To complement the nonparametric analysis, Table 2 presents simple, subject-level regression models. The dependent variable is the Change in Accuracy between high- and low-incentive trials. Model 1 includes only the constant, which is not significant. This reflects that there is no improvement in performance due to higher incentives. Model 2 includes the Change in Pupil Dilation coefficient as a dependent variable, which is also not statistically significant (p = .5062). Model 3 adds the “Intuitive” dummy, taking the value 1 when the participant was in the high-error-rates group, reflecting the heterogeneity discussed in Achtziger et al. (2015). This model also adds the interaction of the Intuitive dummy with the Change in Pupil Dilation coefficient. Thus, the Change in Pupil Dilation coefficient now captures the effect for rational subjects only (those with low error rates), i.e. those less prone to a strengthened reinforcement bias due to higher incentives. This coefficient is positive and highly significant (p = .0073), indicating that for rational subjects larger pupil dilation differences between high- and low-incentive trials did resulted in a performance improvement. The linear combination test at the bottom of the table shows that, in contrast, the effect of Change in Pupil Dilation for the intuitive subjects is not significant (p = .3046).

Table 2 Regression table, change in accuracy in conflict situations

In summary, we found that there is link between higher cognitive effort and an improvement in performance in this Bayesian Updating paradigm. However, this link is restricted to those participants less prone to the reinforcement bias, in agreement with the neural-level heterogeneity pointed out by Achtziger et al. (2015).

5 Discussion

The relation between incentives and performance is a nuanced one. In this study, we show that when performance in cognitive tasks involves updating beliefs, but the information to be used for this purpose includes win-loss feedback (profits vs. losses, success vs. failure, upticks vs. downticks), higher incentives might successfully induce higher cognitive effort, but nevertheless fail to elicit higher performance. By adding pupil-dilation evidence to previous studies on this task, which used choice data (Charness and Levin 2005; Charness et al., 2007), response times (Achtziger and Alós-Ferrer 2014), and brain activity (Achtziger et al., 2015), we obtain an overall picture of a “reinforcement paradox:” increasing incentives makes win-loss cues more salient, resulting (at least for some decision makers) in a higher reliance on reinforcement processes, which, by virtue of ignoring beliefs, can lead decision makers astray.

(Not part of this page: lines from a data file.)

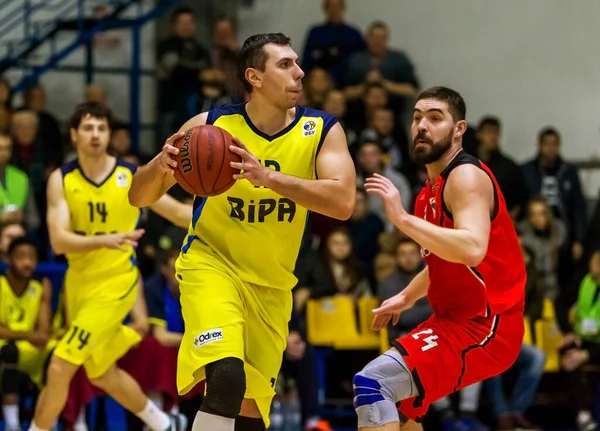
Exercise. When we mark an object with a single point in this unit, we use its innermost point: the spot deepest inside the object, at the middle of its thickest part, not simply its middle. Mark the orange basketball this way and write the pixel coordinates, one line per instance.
(203, 167)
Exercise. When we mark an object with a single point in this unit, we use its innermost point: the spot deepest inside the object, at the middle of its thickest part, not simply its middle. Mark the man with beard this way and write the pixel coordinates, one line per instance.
(474, 279)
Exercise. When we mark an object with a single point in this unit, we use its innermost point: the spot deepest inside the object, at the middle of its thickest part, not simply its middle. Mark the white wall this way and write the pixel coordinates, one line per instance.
(532, 63)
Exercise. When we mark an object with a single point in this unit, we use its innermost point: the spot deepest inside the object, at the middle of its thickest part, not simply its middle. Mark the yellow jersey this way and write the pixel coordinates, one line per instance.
(20, 313)
(98, 209)
(253, 229)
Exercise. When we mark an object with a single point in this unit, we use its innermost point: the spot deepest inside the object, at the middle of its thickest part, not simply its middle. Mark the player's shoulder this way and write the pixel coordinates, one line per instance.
(224, 111)
(123, 165)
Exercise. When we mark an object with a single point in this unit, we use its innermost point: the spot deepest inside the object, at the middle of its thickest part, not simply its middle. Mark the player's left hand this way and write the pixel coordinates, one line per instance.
(251, 168)
(381, 186)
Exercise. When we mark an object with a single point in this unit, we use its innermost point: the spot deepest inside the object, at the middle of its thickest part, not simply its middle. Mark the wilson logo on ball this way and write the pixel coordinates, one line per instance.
(186, 163)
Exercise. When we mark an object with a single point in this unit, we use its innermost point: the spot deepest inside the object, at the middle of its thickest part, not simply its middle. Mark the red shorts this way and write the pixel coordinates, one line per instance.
(446, 354)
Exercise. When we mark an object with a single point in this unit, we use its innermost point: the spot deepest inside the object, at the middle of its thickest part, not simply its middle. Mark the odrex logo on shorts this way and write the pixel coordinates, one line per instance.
(208, 337)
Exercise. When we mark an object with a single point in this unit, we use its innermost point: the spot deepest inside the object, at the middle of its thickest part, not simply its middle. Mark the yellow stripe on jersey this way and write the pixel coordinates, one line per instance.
(20, 313)
(253, 229)
(98, 209)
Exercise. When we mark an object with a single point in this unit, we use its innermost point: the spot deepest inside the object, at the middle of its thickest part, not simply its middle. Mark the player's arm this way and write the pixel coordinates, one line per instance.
(332, 194)
(176, 212)
(154, 179)
(44, 321)
(469, 196)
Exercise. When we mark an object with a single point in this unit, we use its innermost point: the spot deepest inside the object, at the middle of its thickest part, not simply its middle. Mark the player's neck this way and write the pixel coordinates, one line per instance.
(17, 284)
(268, 118)
(436, 168)
(96, 168)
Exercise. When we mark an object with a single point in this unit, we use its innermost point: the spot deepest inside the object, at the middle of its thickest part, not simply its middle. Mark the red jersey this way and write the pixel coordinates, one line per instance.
(497, 284)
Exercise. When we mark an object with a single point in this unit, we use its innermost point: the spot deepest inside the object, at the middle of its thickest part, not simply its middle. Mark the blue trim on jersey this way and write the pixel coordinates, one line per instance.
(328, 122)
(198, 205)
(220, 111)
(69, 167)
(124, 164)
(188, 244)
(299, 113)
(366, 391)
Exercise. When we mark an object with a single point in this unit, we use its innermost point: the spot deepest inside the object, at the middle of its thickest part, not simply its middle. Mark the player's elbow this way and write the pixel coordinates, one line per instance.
(475, 256)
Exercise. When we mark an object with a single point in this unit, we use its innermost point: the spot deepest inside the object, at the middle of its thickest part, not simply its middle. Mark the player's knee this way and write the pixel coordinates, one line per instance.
(225, 387)
(9, 356)
(379, 386)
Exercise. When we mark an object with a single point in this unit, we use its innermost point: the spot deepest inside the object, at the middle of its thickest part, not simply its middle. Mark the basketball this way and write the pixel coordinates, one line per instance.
(203, 167)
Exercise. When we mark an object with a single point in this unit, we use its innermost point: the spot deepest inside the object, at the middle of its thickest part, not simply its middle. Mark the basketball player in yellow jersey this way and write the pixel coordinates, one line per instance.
(92, 223)
(24, 326)
(236, 266)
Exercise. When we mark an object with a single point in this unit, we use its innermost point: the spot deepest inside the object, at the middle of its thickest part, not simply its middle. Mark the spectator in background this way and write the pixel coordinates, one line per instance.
(95, 92)
(408, 264)
(329, 45)
(8, 233)
(581, 344)
(49, 129)
(529, 366)
(370, 161)
(336, 105)
(120, 143)
(508, 174)
(544, 236)
(359, 112)
(550, 176)
(346, 275)
(5, 92)
(181, 59)
(378, 64)
(318, 84)
(365, 228)
(381, 128)
(17, 202)
(224, 57)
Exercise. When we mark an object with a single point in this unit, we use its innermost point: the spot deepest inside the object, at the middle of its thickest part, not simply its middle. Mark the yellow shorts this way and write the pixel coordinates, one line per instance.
(33, 361)
(97, 337)
(227, 317)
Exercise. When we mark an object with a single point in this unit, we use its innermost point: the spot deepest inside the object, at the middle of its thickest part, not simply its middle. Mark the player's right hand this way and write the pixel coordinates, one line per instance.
(166, 159)
(390, 309)
(38, 339)
(118, 241)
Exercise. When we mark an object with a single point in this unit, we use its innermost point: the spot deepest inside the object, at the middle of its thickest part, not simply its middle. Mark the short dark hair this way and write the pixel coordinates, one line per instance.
(489, 121)
(253, 55)
(548, 131)
(456, 104)
(93, 109)
(18, 242)
(182, 10)
(378, 24)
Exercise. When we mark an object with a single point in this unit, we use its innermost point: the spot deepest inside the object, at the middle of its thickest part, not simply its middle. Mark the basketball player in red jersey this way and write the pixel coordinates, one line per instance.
(474, 279)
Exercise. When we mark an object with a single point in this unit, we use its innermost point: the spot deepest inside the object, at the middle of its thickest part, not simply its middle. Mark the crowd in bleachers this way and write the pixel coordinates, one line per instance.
(344, 268)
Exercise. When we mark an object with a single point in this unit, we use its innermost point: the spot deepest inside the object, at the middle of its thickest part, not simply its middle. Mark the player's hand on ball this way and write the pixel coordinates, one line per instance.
(118, 241)
(381, 186)
(166, 158)
(251, 168)
(390, 309)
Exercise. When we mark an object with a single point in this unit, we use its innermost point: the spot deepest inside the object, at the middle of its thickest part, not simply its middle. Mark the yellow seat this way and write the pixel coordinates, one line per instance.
(333, 322)
(548, 312)
(330, 319)
(548, 339)
(527, 338)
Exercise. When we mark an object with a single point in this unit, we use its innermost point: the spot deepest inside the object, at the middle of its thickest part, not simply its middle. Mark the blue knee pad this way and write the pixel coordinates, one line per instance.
(379, 386)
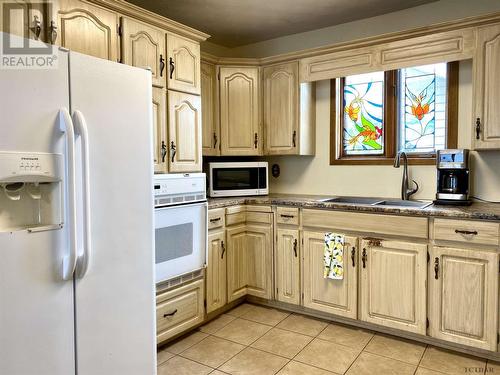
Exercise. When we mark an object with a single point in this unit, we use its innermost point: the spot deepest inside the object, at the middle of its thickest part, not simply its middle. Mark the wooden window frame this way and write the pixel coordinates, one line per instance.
(337, 156)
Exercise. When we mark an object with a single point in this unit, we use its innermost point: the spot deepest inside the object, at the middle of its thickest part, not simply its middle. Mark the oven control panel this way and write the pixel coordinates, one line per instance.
(179, 188)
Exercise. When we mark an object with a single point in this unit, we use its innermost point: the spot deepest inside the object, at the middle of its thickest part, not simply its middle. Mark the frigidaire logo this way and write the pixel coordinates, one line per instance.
(35, 50)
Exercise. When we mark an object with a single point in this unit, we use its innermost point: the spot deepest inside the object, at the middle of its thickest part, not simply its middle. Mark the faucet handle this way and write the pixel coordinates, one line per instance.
(413, 191)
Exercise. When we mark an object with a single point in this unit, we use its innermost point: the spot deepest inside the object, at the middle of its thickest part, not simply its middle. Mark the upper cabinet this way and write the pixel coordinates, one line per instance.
(239, 111)
(184, 129)
(487, 88)
(143, 46)
(209, 114)
(183, 64)
(86, 28)
(288, 111)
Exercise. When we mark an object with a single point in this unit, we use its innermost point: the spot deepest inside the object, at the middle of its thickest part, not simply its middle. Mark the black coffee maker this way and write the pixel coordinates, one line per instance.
(453, 180)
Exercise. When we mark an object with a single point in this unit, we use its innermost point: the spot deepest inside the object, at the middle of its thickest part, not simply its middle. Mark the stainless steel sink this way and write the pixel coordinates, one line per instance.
(351, 200)
(377, 202)
(402, 203)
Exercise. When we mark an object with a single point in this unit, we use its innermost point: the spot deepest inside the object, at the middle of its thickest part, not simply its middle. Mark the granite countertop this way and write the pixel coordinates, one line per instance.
(477, 211)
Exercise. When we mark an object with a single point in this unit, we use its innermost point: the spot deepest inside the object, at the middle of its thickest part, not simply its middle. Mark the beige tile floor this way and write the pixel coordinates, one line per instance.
(257, 340)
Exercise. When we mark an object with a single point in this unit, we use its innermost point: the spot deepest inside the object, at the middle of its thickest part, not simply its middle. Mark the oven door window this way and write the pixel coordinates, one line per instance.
(239, 178)
(173, 242)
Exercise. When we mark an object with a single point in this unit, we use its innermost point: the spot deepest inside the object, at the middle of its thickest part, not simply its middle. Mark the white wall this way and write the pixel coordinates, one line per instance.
(315, 175)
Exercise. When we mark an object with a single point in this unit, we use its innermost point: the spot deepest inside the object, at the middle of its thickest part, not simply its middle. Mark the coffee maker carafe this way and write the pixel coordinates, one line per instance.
(453, 177)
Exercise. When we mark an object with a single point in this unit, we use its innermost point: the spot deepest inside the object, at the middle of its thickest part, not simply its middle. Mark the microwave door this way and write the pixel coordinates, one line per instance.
(180, 240)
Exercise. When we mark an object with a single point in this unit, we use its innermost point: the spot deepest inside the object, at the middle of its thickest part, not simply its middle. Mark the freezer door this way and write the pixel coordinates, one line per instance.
(115, 312)
(36, 305)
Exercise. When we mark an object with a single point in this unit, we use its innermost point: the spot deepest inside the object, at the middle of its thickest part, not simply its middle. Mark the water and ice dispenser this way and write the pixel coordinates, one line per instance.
(31, 191)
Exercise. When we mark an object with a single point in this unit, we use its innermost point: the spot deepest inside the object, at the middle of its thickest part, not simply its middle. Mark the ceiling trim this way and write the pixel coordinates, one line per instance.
(124, 8)
(358, 43)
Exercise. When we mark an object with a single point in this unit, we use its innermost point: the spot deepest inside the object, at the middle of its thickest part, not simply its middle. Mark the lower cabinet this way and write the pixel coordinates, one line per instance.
(258, 260)
(337, 297)
(179, 309)
(463, 296)
(216, 271)
(287, 266)
(236, 262)
(393, 284)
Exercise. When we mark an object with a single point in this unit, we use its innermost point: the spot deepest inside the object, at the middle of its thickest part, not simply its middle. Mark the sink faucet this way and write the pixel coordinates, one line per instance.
(405, 191)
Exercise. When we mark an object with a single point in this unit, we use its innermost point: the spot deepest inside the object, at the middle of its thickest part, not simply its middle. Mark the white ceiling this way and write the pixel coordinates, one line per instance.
(233, 23)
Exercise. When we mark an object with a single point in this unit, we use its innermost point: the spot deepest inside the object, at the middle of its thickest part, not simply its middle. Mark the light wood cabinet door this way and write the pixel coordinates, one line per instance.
(287, 263)
(183, 64)
(281, 108)
(236, 262)
(239, 111)
(337, 297)
(87, 29)
(209, 114)
(143, 46)
(216, 271)
(24, 18)
(184, 132)
(393, 284)
(463, 296)
(487, 88)
(259, 261)
(160, 130)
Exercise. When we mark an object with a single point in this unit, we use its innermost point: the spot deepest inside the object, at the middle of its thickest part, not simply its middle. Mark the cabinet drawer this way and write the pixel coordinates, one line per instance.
(216, 218)
(407, 226)
(178, 310)
(485, 233)
(287, 215)
(259, 217)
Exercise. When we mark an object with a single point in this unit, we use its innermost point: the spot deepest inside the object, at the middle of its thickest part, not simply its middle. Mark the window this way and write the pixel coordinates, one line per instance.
(375, 115)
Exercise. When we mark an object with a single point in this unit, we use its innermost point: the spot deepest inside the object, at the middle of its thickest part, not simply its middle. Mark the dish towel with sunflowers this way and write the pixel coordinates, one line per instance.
(334, 256)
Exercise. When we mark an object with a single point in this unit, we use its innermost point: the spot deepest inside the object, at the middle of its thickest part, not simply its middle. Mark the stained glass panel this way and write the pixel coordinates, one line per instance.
(422, 112)
(363, 114)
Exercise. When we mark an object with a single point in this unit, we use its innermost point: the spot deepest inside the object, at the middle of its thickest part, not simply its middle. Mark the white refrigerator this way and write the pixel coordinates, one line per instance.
(76, 219)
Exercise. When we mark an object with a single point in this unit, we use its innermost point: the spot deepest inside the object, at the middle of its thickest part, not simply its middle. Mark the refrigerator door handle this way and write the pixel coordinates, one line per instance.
(66, 126)
(83, 260)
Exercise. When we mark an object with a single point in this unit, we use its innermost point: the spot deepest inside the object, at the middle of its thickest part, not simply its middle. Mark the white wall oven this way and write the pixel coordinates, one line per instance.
(237, 179)
(180, 224)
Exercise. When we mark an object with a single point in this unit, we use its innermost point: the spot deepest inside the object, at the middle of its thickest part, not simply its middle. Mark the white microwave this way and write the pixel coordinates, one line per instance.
(237, 179)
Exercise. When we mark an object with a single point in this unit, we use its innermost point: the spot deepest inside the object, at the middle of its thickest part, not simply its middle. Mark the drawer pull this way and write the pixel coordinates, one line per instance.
(467, 232)
(170, 314)
(436, 268)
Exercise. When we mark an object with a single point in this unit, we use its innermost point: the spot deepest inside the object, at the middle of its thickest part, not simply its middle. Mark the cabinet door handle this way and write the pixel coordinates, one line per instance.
(468, 232)
(162, 65)
(173, 151)
(172, 67)
(53, 32)
(170, 314)
(163, 151)
(37, 28)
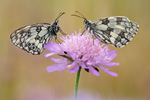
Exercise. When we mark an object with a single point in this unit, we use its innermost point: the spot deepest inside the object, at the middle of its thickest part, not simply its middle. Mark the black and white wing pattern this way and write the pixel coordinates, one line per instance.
(117, 30)
(32, 38)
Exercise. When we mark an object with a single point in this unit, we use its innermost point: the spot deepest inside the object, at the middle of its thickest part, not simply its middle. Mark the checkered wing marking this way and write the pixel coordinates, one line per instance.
(118, 30)
(32, 38)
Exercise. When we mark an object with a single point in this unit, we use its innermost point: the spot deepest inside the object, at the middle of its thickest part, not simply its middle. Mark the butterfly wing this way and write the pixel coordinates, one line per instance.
(118, 30)
(32, 38)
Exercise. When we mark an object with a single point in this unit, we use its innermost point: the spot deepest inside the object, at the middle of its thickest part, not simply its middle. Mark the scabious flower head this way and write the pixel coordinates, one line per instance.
(81, 51)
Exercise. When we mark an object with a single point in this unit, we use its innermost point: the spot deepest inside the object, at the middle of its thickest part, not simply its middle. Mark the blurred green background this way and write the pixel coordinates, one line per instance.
(24, 77)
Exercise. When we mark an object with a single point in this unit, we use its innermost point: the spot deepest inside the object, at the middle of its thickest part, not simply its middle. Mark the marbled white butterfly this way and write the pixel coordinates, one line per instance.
(32, 38)
(117, 30)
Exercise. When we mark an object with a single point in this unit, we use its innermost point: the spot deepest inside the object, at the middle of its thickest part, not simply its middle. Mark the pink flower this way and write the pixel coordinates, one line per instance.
(81, 51)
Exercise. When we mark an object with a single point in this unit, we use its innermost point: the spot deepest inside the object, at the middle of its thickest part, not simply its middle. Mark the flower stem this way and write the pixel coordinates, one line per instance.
(77, 82)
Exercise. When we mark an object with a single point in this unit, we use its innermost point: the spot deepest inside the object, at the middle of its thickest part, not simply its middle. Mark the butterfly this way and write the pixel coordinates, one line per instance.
(116, 30)
(32, 38)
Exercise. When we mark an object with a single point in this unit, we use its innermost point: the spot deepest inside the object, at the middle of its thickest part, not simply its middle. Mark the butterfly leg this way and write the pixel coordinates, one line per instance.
(57, 40)
(62, 31)
(82, 33)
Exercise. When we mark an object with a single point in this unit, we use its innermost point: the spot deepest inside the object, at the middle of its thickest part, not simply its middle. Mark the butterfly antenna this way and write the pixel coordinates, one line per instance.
(61, 13)
(81, 16)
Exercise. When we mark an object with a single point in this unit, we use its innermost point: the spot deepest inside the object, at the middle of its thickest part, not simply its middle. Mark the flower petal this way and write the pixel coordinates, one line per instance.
(109, 72)
(49, 54)
(53, 47)
(74, 69)
(95, 72)
(62, 60)
(83, 65)
(55, 67)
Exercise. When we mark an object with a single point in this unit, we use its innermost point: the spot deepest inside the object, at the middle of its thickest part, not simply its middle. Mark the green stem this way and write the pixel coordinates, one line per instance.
(77, 82)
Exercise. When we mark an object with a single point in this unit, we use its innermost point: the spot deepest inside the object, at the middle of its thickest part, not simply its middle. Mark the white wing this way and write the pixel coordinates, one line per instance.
(32, 38)
(118, 30)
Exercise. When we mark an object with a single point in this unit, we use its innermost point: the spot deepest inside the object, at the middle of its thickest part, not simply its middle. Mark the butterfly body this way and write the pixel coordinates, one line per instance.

Our study also serves as an illustration of the value of pupil-dilation studies for economics. The link between incentives and performance is a fundamental one both for economic theory and economic policy, but when incentives fail to increase performance, it is important to know whether incentives have failed to elicit effort, or on the contrary they have successfully elicited effort but the latter has failed to translate into performance. For cognitive tasks, effort is often not directly or at least not easily observable. The measurement of pupil dilation in laboratory studies can be invaluable to provide a direct correlate of cognitive effort. As society moves a larger proportion of the labor force into cognitive tasks and away from routine or physical labor, the proportion of tasks and jobs where effort is not directly observable will increase, and hence it becomes important to be able to establish clear links between incentive schemes, as an economic policy instrument, and cognitive effort.